It is unusual for a biographer to suggest that the following terms might apply to his subject: ‘a sycophant, a groupie, a name-dropper, a suck-up, a hanger-on’. Barnhisel’s ambivalence, in part political, is apparent throughout his study, but he also provides the reader with evidence for a more sympathetic impression. Pearson’s lifelong advocacy for modernism was sparked by Mark van Doren’s 1928 Anthology of World Poetry (also where Kenneth Slessor encountered key US modernists Ezra Pound, Williams, and H.D.); he was further ‘modernised’ by Gertrude Stein’s celebrity lecture tour of 1934-35. As the young editor of the Oxford Anthology of American Literature (1938), Pearson was responsible for placing experimental poetry firmly at the centre of the newly emerging field of American Studies. With his appointment in 1947 as the foundational undergraduate director of the Yale American Studies program, he would play a key role in shaping the discipline. This included the first university class devoted to the study of Ezra Pound’s The Cantos, eliciting some of the earliest scholarship on the poet, at a time when Pound was at his most controversial. Pearson’s students included future New Journalist Tom Wolfe, who responded with a 105-page analysis of ‘Canto 47’.

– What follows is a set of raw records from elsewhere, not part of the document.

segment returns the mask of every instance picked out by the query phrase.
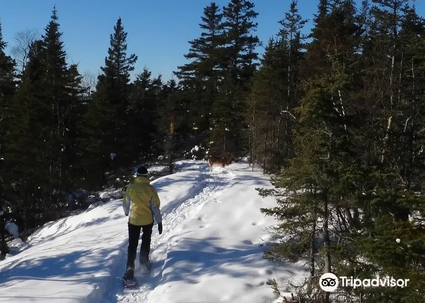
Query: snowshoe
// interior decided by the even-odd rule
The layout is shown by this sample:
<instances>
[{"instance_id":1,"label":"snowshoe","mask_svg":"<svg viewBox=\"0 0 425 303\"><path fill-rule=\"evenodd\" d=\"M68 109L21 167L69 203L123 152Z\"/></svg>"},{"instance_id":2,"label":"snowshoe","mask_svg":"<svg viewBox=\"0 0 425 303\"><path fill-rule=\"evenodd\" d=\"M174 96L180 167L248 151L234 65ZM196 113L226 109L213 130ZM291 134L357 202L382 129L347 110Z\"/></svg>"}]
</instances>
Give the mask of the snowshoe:
<instances>
[{"instance_id":1,"label":"snowshoe","mask_svg":"<svg viewBox=\"0 0 425 303\"><path fill-rule=\"evenodd\" d=\"M134 276L134 269L132 267L127 269L121 280L125 287L134 287L138 284Z\"/></svg>"}]
</instances>

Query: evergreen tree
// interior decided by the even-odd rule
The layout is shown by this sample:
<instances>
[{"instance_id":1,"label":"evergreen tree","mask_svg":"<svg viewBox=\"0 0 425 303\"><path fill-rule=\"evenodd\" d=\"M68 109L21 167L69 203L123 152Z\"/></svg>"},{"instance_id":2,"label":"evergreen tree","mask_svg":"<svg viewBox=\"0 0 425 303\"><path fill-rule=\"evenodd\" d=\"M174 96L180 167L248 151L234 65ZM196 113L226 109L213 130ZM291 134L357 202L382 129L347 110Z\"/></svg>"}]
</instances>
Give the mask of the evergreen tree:
<instances>
[{"instance_id":1,"label":"evergreen tree","mask_svg":"<svg viewBox=\"0 0 425 303\"><path fill-rule=\"evenodd\" d=\"M93 188L105 184L105 173L114 180L112 177L129 166L137 150L128 135L133 127L128 123L128 111L130 73L134 70L137 56L127 57L127 33L121 18L113 28L108 56L101 67L103 73L98 77L96 92L81 126L84 136L79 143L85 159L83 169Z\"/></svg>"},{"instance_id":2,"label":"evergreen tree","mask_svg":"<svg viewBox=\"0 0 425 303\"><path fill-rule=\"evenodd\" d=\"M133 83L130 97L129 121L132 125L129 134L132 146L142 159L150 159L156 151L154 144L155 123L158 119L158 97L156 95L152 73L144 69ZM136 160L136 159L135 159Z\"/></svg>"},{"instance_id":3,"label":"evergreen tree","mask_svg":"<svg viewBox=\"0 0 425 303\"><path fill-rule=\"evenodd\" d=\"M210 127L212 105L218 89L222 68L221 58L224 36L222 14L214 2L204 9L201 37L189 41L189 53L185 58L192 61L178 67L174 72L185 88L191 133L196 135L195 144L206 143L205 135ZM200 135L200 134L201 135Z\"/></svg>"},{"instance_id":4,"label":"evergreen tree","mask_svg":"<svg viewBox=\"0 0 425 303\"><path fill-rule=\"evenodd\" d=\"M8 128L6 113L10 106L16 90L15 72L16 63L6 54L6 42L3 40L2 24L0 23L0 260L8 252L5 229L6 215L4 210L7 207L5 191L8 185L5 182L4 150L7 130Z\"/></svg>"},{"instance_id":5,"label":"evergreen tree","mask_svg":"<svg viewBox=\"0 0 425 303\"><path fill-rule=\"evenodd\" d=\"M244 109L246 93L258 63L256 47L260 44L254 19L258 13L245 0L232 0L223 8L224 20L222 47L222 80L220 93L213 106L209 136L214 154L236 155L248 150L248 126Z\"/></svg>"},{"instance_id":6,"label":"evergreen tree","mask_svg":"<svg viewBox=\"0 0 425 303\"><path fill-rule=\"evenodd\" d=\"M361 30L353 4L347 1L343 5L334 3L329 13L316 21L321 30L313 32L307 60L316 59L321 45L332 47L322 59L323 65L316 63L311 72L314 75L305 82L307 92L296 109L295 152L289 167L274 179L276 189L260 190L263 195L282 197L278 207L262 209L278 219L276 231L285 242L271 249L269 256L309 260L313 278L307 283L309 295L318 291L317 301L326 303L330 294L318 289L317 278L324 272L334 272L339 264L334 237L343 229L333 214L351 205L357 190L353 184L361 180L362 172L355 154L355 126L351 122L354 114L343 110L343 100L348 96L344 92L353 85L349 75ZM307 64L313 66L315 62Z\"/></svg>"},{"instance_id":7,"label":"evergreen tree","mask_svg":"<svg viewBox=\"0 0 425 303\"><path fill-rule=\"evenodd\" d=\"M293 1L278 39L266 48L261 67L254 77L249 96L251 158L260 158L265 171L279 171L292 156L293 108L301 93L300 77L303 41L300 31L307 20Z\"/></svg>"},{"instance_id":8,"label":"evergreen tree","mask_svg":"<svg viewBox=\"0 0 425 303\"><path fill-rule=\"evenodd\" d=\"M46 142L50 129L45 119L51 113L51 105L44 94L42 44L36 40L31 45L22 84L8 111L10 130L5 166L14 184L12 211L20 214L22 223L18 226L24 231L41 223L47 208L43 193L49 181Z\"/></svg>"}]
</instances>

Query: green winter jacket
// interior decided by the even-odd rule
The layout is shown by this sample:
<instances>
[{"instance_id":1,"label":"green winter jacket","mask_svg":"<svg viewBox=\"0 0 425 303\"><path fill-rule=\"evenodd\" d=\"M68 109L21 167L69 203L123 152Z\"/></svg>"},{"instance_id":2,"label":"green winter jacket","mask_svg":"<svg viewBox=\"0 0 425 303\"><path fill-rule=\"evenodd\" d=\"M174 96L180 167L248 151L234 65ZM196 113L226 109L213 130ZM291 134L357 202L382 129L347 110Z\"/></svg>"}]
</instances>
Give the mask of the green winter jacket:
<instances>
[{"instance_id":1,"label":"green winter jacket","mask_svg":"<svg viewBox=\"0 0 425 303\"><path fill-rule=\"evenodd\" d=\"M162 223L160 205L156 190L145 177L136 177L123 198L124 214L129 216L129 223L134 225L147 225L154 222L154 219Z\"/></svg>"}]
</instances>

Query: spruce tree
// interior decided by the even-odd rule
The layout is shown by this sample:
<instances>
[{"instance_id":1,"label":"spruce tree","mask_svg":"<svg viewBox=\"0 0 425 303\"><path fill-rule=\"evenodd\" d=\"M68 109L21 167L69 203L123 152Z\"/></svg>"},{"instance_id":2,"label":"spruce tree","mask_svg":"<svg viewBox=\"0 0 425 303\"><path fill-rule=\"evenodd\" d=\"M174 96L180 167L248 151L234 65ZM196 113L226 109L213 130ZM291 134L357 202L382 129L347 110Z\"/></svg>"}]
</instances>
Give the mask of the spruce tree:
<instances>
[{"instance_id":1,"label":"spruce tree","mask_svg":"<svg viewBox=\"0 0 425 303\"><path fill-rule=\"evenodd\" d=\"M288 169L273 178L276 189L260 190L262 195L279 197L278 207L262 209L279 220L276 230L284 242L270 249L269 257L308 260L308 295L317 292L317 301L326 303L331 301L330 294L318 288L318 278L335 272L339 264L342 257L335 237L344 230L333 214L352 207L355 184L363 174L355 153L355 114L343 110L349 97L345 92L353 85L349 75L361 32L353 4L344 4L334 3L328 14L316 19L307 54L307 64L316 64L315 69L305 81L306 95L295 109L294 157ZM319 11L323 5L319 5ZM319 61L323 65L312 61L322 45L328 46L328 56Z\"/></svg>"},{"instance_id":2,"label":"spruce tree","mask_svg":"<svg viewBox=\"0 0 425 303\"><path fill-rule=\"evenodd\" d=\"M108 57L101 67L103 73L98 78L96 91L81 126L84 133L79 143L84 159L82 169L92 188L104 184L107 179L113 182L116 174L120 176L120 170L131 163L136 148L128 135L133 127L129 123L128 111L130 73L134 70L137 56L127 57L127 33L121 18L113 29Z\"/></svg>"},{"instance_id":3,"label":"spruce tree","mask_svg":"<svg viewBox=\"0 0 425 303\"><path fill-rule=\"evenodd\" d=\"M266 47L260 71L248 96L252 159L260 160L265 171L278 172L292 156L293 109L302 93L300 77L306 38L301 30L307 20L293 1L277 40Z\"/></svg>"},{"instance_id":4,"label":"spruce tree","mask_svg":"<svg viewBox=\"0 0 425 303\"><path fill-rule=\"evenodd\" d=\"M223 8L223 73L210 123L212 153L236 156L249 149L244 109L250 81L259 64L255 48L260 44L253 34L258 25L254 21L258 15L254 7L249 1L232 0Z\"/></svg>"},{"instance_id":5,"label":"spruce tree","mask_svg":"<svg viewBox=\"0 0 425 303\"><path fill-rule=\"evenodd\" d=\"M188 125L196 135L195 144L205 144L205 134L210 127L212 105L215 98L222 66L222 46L224 42L221 26L222 14L212 2L204 9L202 32L199 38L189 41L191 47L185 58L191 60L174 72L185 88L188 111Z\"/></svg>"},{"instance_id":6,"label":"spruce tree","mask_svg":"<svg viewBox=\"0 0 425 303\"><path fill-rule=\"evenodd\" d=\"M16 63L6 55L7 43L3 40L2 24L0 23L0 260L8 251L6 242L6 231L5 229L6 187L6 173L4 171L4 153L6 135L9 128L7 112L16 90L15 68Z\"/></svg>"},{"instance_id":7,"label":"spruce tree","mask_svg":"<svg viewBox=\"0 0 425 303\"><path fill-rule=\"evenodd\" d=\"M155 152L154 134L158 100L153 81L152 72L145 68L137 76L131 88L129 121L133 127L129 135L138 160L150 159Z\"/></svg>"},{"instance_id":8,"label":"spruce tree","mask_svg":"<svg viewBox=\"0 0 425 303\"><path fill-rule=\"evenodd\" d=\"M36 40L31 45L22 84L8 110L10 130L5 165L14 184L12 211L20 214L22 222L18 226L24 231L41 223L48 202L45 197L50 159L46 146L51 128L46 116L51 113L51 104L44 94L42 44Z\"/></svg>"}]
</instances>

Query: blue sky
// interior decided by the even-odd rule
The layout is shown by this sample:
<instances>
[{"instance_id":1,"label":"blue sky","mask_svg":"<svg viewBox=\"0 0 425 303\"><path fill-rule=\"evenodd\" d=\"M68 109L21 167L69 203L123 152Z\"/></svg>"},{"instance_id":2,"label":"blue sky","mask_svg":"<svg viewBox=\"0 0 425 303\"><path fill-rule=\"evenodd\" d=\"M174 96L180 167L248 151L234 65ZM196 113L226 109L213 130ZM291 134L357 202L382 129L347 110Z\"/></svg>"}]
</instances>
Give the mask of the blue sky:
<instances>
[{"instance_id":1,"label":"blue sky","mask_svg":"<svg viewBox=\"0 0 425 303\"><path fill-rule=\"evenodd\" d=\"M263 42L274 35L289 8L290 0L252 0L258 27L256 34ZM359 2L360 0L359 0ZM119 17L128 32L128 53L139 59L136 73L147 67L153 76L161 73L164 80L186 60L188 41L199 36L198 24L203 8L210 0L0 0L0 20L4 39L13 43L15 34L26 29L43 33L55 5L68 63L78 63L80 72L97 73L107 55L109 35ZM217 0L221 7L228 0ZM420 15L425 13L425 3L417 2ZM300 13L311 20L318 0L298 0ZM262 49L260 50L262 52Z\"/></svg>"}]
</instances>

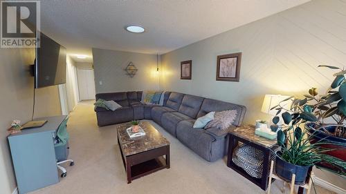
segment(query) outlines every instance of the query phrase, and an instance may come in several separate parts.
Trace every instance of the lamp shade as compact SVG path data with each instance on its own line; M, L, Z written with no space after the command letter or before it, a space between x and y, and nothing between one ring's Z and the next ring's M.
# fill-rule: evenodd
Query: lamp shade
M288 97L289 97L289 96L282 96L280 95L266 95L266 96L264 97L264 100L263 101L263 104L262 106L262 112L271 115L275 115L277 110L275 108L273 110L271 110L271 108L279 104L280 101ZM282 103L282 106L284 108L289 109L289 106L291 106L291 101L287 101L284 103Z

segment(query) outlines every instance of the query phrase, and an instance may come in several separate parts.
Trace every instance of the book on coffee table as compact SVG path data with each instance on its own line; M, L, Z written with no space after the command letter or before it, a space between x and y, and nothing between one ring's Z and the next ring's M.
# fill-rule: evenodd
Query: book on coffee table
M139 130L137 133L132 132L132 127L129 127L126 129L126 131L130 138L145 135L145 132L144 132L144 130L140 126L139 127Z

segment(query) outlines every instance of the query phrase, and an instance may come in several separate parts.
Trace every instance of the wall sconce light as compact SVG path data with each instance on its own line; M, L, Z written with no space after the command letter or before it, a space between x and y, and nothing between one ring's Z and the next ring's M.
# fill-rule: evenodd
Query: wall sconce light
M158 53L156 53L156 71L158 72Z

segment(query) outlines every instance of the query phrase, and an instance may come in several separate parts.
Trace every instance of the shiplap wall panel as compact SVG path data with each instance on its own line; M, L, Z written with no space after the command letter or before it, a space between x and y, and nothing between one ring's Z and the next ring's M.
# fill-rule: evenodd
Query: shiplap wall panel
M266 94L302 97L311 87L325 92L335 72L318 65L346 66L346 0L316 0L210 37L162 56L160 88L240 104L244 123L269 119ZM239 82L217 81L217 56L242 52ZM180 61L192 60L192 79L180 79ZM345 180L317 171L346 188Z

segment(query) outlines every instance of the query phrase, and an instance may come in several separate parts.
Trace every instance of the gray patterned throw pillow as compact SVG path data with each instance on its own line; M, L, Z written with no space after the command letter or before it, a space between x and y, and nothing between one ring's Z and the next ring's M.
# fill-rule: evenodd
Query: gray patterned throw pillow
M204 128L217 127L221 130L226 130L235 121L237 114L236 110L216 112L214 115L214 119L210 122Z

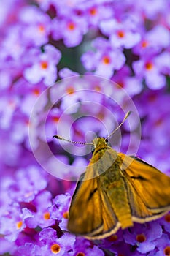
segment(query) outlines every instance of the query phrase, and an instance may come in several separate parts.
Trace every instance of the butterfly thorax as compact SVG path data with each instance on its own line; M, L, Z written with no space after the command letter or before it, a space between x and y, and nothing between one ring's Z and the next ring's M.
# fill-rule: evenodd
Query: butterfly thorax
M95 138L93 142L95 150L90 159L90 164L97 165L94 165L96 170L107 170L117 158L117 153L108 146L104 138Z

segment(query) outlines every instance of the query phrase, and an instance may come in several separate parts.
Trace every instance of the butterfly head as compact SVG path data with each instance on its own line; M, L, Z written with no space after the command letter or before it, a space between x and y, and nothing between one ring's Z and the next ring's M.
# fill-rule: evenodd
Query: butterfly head
M96 138L93 140L93 145L92 146L92 153L93 153L96 149L104 149L107 148L108 146L107 140L106 140L105 138L103 137Z

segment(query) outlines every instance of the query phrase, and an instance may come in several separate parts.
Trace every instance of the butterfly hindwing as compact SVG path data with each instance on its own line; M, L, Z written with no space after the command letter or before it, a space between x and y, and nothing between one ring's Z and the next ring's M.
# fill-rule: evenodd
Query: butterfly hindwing
M87 171L77 183L69 211L68 228L75 234L93 234L103 226L98 178L85 177Z

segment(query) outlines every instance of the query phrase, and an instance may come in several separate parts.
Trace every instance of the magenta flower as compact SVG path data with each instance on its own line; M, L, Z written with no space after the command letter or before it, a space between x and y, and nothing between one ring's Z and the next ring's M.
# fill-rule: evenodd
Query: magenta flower
M43 80L47 86L57 79L56 64L61 59L61 53L53 46L45 46L45 52L33 50L30 53L30 67L24 70L24 77L32 83Z

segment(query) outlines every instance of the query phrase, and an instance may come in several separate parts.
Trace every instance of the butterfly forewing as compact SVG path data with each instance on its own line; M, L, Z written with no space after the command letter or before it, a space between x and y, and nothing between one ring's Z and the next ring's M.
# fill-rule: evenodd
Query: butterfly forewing
M88 174L84 173L78 181L69 211L68 229L79 235L93 234L103 228L98 178L86 180Z
M68 229L90 239L158 219L170 210L170 178L136 157L117 153L104 138L77 183Z

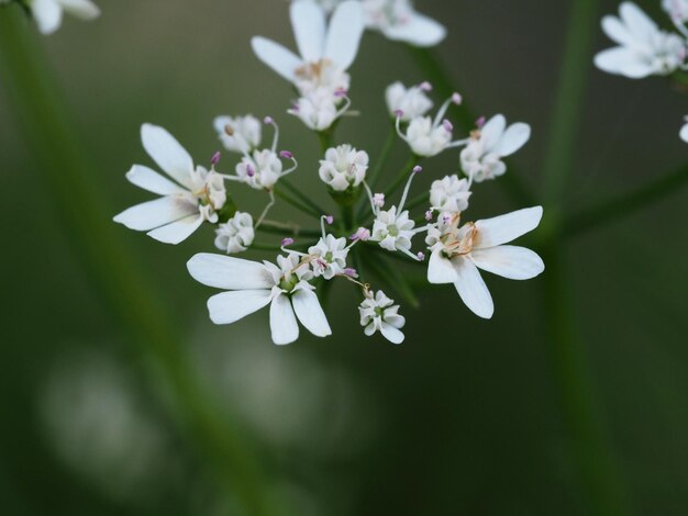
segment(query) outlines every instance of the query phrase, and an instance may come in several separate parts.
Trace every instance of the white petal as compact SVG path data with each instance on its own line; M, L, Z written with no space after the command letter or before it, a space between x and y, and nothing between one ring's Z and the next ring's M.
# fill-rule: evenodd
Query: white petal
M157 125L143 124L141 142L158 167L179 184L189 187L193 160L171 134Z
M191 215L166 226L148 232L151 238L155 238L163 244L177 245L190 237L203 223L203 215Z
M198 213L198 207L176 197L159 198L130 207L113 220L130 229L147 232Z
M523 147L525 143L531 138L531 126L522 122L512 124L504 131L504 134L499 139L497 147L493 152L498 156L507 157L511 156L518 149Z
M251 40L251 46L258 59L269 66L289 82L296 80L296 70L303 66L301 58L279 43L265 37L255 36Z
M100 9L90 0L59 0L65 11L81 20L93 20L100 15Z
M328 317L320 306L318 295L309 289L299 289L291 296L293 311L301 324L317 337L328 337L332 335Z
M293 36L303 60L318 63L325 46L325 12L313 0L291 2Z
M269 290L222 292L208 300L208 312L214 324L232 324L270 304Z
M395 328L392 325L387 324L385 322L382 322L380 332L382 333L385 338L389 340L391 344L401 344L403 343L403 339L406 338L401 330Z
M525 247L476 249L470 259L478 268L510 280L530 280L545 270L542 258Z
M364 30L360 2L347 0L340 3L330 20L323 56L346 70L356 59Z
M434 46L446 37L444 25L419 13L414 13L408 23L389 26L384 32L390 40L415 46Z
M454 287L456 287L462 301L477 316L491 318L495 313L495 304L478 268L466 258L454 258L453 262L458 274Z
M542 220L542 206L525 207L506 215L476 222L475 249L500 246L532 232Z
M63 21L63 10L56 0L34 0L31 12L43 34L52 34Z
M456 270L452 261L443 256L442 250L432 251L428 262L428 281L433 284L445 284L454 283L456 278Z
M179 184L174 183L169 179L160 176L156 171L144 167L143 165L134 165L129 172L126 179L132 184L143 188L158 195L171 195L173 193L184 193L186 190Z
M629 79L643 79L657 70L650 61L637 58L635 52L618 46L602 51L595 56L595 66L608 74L618 74Z
M280 346L299 338L297 317L293 315L291 301L285 294L279 294L270 304L270 330L273 341Z
M492 150L492 147L497 145L502 134L504 134L506 128L507 119L504 119L503 114L497 114L487 121L480 131L480 138L482 139L486 153Z
M263 263L231 256L200 253L187 262L191 277L208 287L226 290L259 290L275 287Z

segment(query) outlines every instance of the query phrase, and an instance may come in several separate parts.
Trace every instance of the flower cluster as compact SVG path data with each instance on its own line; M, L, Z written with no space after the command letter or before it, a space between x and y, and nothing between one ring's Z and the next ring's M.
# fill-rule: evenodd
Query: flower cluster
M321 303L332 281L360 291L358 315L365 335L379 332L389 341L401 344L406 318L399 313L400 305L371 281L380 281L402 296L412 291L408 280L387 263L388 257L409 267L423 267L428 285L454 284L470 311L491 317L492 299L478 270L515 280L540 274L544 263L535 253L507 244L537 227L542 207L477 222L464 220L464 213L473 201L475 184L507 172L504 159L529 141L530 126L508 125L498 114L478 120L473 131L456 138L451 110L463 102L458 93L432 116L430 82L411 87L393 82L385 100L393 130L411 157L407 168L379 188L385 160L370 159L366 150L348 142L335 143L334 135L335 121L351 105L347 70L364 29L417 45L441 41L444 29L417 13L406 0L296 0L290 13L298 56L263 37L253 38L253 49L297 91L299 98L288 113L319 133L323 155L310 159L309 169L319 164L318 177L341 216L335 220L323 213L286 178L297 172L299 161L291 152L279 148L275 120L246 114L222 115L213 122L220 144L235 156L231 171L220 169L220 153L212 156L209 167L195 165L167 131L144 124L143 146L165 175L134 165L126 178L159 197L125 210L115 222L167 244L178 244L201 226L211 226L222 254L198 254L188 262L193 279L222 290L208 301L211 321L232 324L269 305L271 336L278 345L295 341L300 326L318 337L332 334ZM267 145L263 143L266 128L273 134ZM437 175L429 190L411 198L414 178L432 169L432 164L423 160L444 152L456 153L459 169ZM314 178L313 173L307 180ZM267 197L262 213L238 211L234 200L241 199L238 189L246 187ZM399 190L399 202L390 202ZM278 197L312 215L320 227L302 229L284 220L269 220ZM256 244L258 233L278 233L279 245ZM274 249L278 256L270 261L231 256L252 249Z
M619 16L602 19L602 30L619 46L600 52L595 65L630 79L672 76L688 69L688 0L662 0L676 32L659 26L635 3L623 2ZM688 123L680 132L688 143Z

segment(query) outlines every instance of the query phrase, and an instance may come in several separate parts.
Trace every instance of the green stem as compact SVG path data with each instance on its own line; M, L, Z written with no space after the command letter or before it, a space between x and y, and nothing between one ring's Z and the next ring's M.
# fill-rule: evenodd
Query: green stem
M564 221L563 232L567 237L581 235L614 221L639 212L654 202L677 192L688 183L688 165L659 177L646 184L612 197L592 207L569 216Z
M112 312L147 352L171 390L182 424L228 493L248 514L269 514L263 473L252 446L222 414L189 369L188 346L177 321L163 309L155 288L112 223L108 195L96 184L102 167L87 160L73 116L64 105L32 29L19 10L0 13L0 75L10 106L36 160L34 173L53 194L62 221L90 277Z

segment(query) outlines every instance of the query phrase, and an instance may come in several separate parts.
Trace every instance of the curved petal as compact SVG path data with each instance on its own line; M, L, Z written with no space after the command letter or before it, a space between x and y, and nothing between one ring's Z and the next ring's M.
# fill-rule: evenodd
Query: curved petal
M506 158L519 150L531 138L531 126L522 122L511 124L497 143L495 154Z
M124 210L113 221L130 229L147 232L196 213L198 207L193 204L176 197L164 197Z
M187 262L187 269L196 281L215 289L260 290L275 287L273 276L263 263L231 256L200 253Z
M325 12L313 0L291 2L289 10L293 37L303 60L318 63L325 46Z
M303 66L303 60L279 43L265 37L255 36L251 40L251 46L258 59L265 63L274 71L289 82L296 80L296 70Z
M452 261L442 255L441 249L432 251L428 262L428 282L433 284L454 283L457 279Z
M34 0L31 13L43 34L53 34L63 21L63 10L56 0Z
M208 313L214 324L232 324L270 304L269 290L222 292L208 300Z
M356 59L364 30L360 2L347 0L340 3L330 20L323 57L346 70Z
M179 184L189 187L193 160L179 142L163 127L152 124L141 126L141 142L148 156Z
M477 249L470 254L470 259L479 269L510 280L530 280L545 270L542 258L525 247Z
M163 244L177 245L190 237L203 223L203 215L200 213L191 215L180 221L173 222L166 226L158 227L146 233L151 238L155 238Z
M100 15L100 9L90 0L59 0L59 3L73 16L93 20Z
M387 324L385 322L382 322L380 326L380 332L382 333L385 338L389 340L391 344L401 344L403 343L403 339L406 338L406 336L400 329L397 329L391 324Z
M279 346L291 344L299 338L299 325L291 307L291 301L279 294L270 304L270 330L273 341Z
M426 47L441 43L446 37L446 29L431 18L414 13L407 23L385 29L384 34L393 41Z
M174 193L186 192L179 184L174 183L155 170L144 167L143 165L134 165L131 170L126 172L126 179L129 179L132 184L157 193L158 195L171 195Z
M293 311L301 324L317 337L332 335L328 317L320 306L318 295L309 289L299 289L291 295Z
M542 220L542 206L525 207L506 215L476 222L474 249L500 246L532 232Z
M458 292L462 301L477 316L491 318L495 313L495 304L478 268L466 258L455 258L453 262L458 274L454 287L456 287L456 292Z

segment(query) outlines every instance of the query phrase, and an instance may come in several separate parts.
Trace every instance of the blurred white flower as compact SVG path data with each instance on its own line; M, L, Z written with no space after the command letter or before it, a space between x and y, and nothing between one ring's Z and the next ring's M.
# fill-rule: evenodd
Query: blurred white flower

As Barnhisel rather pejoratively notes, Pearson produced no major publications of his own, preferring instead to cultivate direct relationships with the leading American writers of his time through a busy correspondence. This approach was quite contrary to the prevailing New Critical academic orthodoxy of the postwar years, in which authors were subsumed beneath ‘intentional fallacy’, and the sprawling collage epics of modernism (such as The Cantos and Williams’s Paterson) were ignored by a criticism which preferred the closed model of the poem as ‘well-wrought urn’. Pearson was equally out of place in the subsequent wave of Yale Deconstructionism, which mainly adopted a studious blindness to the explosion in experimental American literature burgeoning beyond the campus. Pearson, by contrast, was quick to pick up on developments in the San Francisco underground of the late-1950s, forming links with Duncan and Gary Snyder. Most remarkably, he provided personal funding for Ed Sanders’ seminal countercultural journal, Fuck You/A Magazine of the Arts (1962-65), with Sanders explaining to his readers that the journal was sponsored ‘by a leading Ezra Pound scholar at Yale’.
The political dimension of Barnhisel’s study focuses on Pearson’s wartime recruitment, along with other leading humanities scholars, as a spy for the Office for Strategic Services. This was not in itself unusual: Graham Greene was among the fellow spies Pearson encountered in London, and the biography of his contemporary, the Poundian poet Basil Bunting, remains suspiciously mysterious. The implication is that Pearson retained his CIA connections through the postwar period, though there is little evidence that he was involved in recruitment. Barnhisel connects this with the Cold War cultural diplomacy of the United States (sponsored by the Rockefeller, Ford, and Carnegie foundations), with American Studies programs deployed to ‘put a positive face on American civilization to generate goodwill for US policies among intellectuals and opinion makers’.
As American cultural ambassador to the Pacific, Pearson made two trips to Australia, in 1968 and 1970, to advance the Cold War cause in literary studies. Viewed from an Australian perspective, these visits seem to have been entirely ineffectual – especially compared with the influence of US critic Clement Greenberg on Australian artists: 1968 was the year of the notorious Field Exhibition, which virtually extirpated the Antipodean School in favour of American models.
By the time of Pearson’s visit, younger Australian poets had already absorbed the new American poetry through Donald Allen’s 1960 Grove Press anthology. Barnhisel seems unaware of a more direct CIA involvement in Australian literature: the funding of the Australian Association for Cultural Freedom to assist in the production of Quadrant.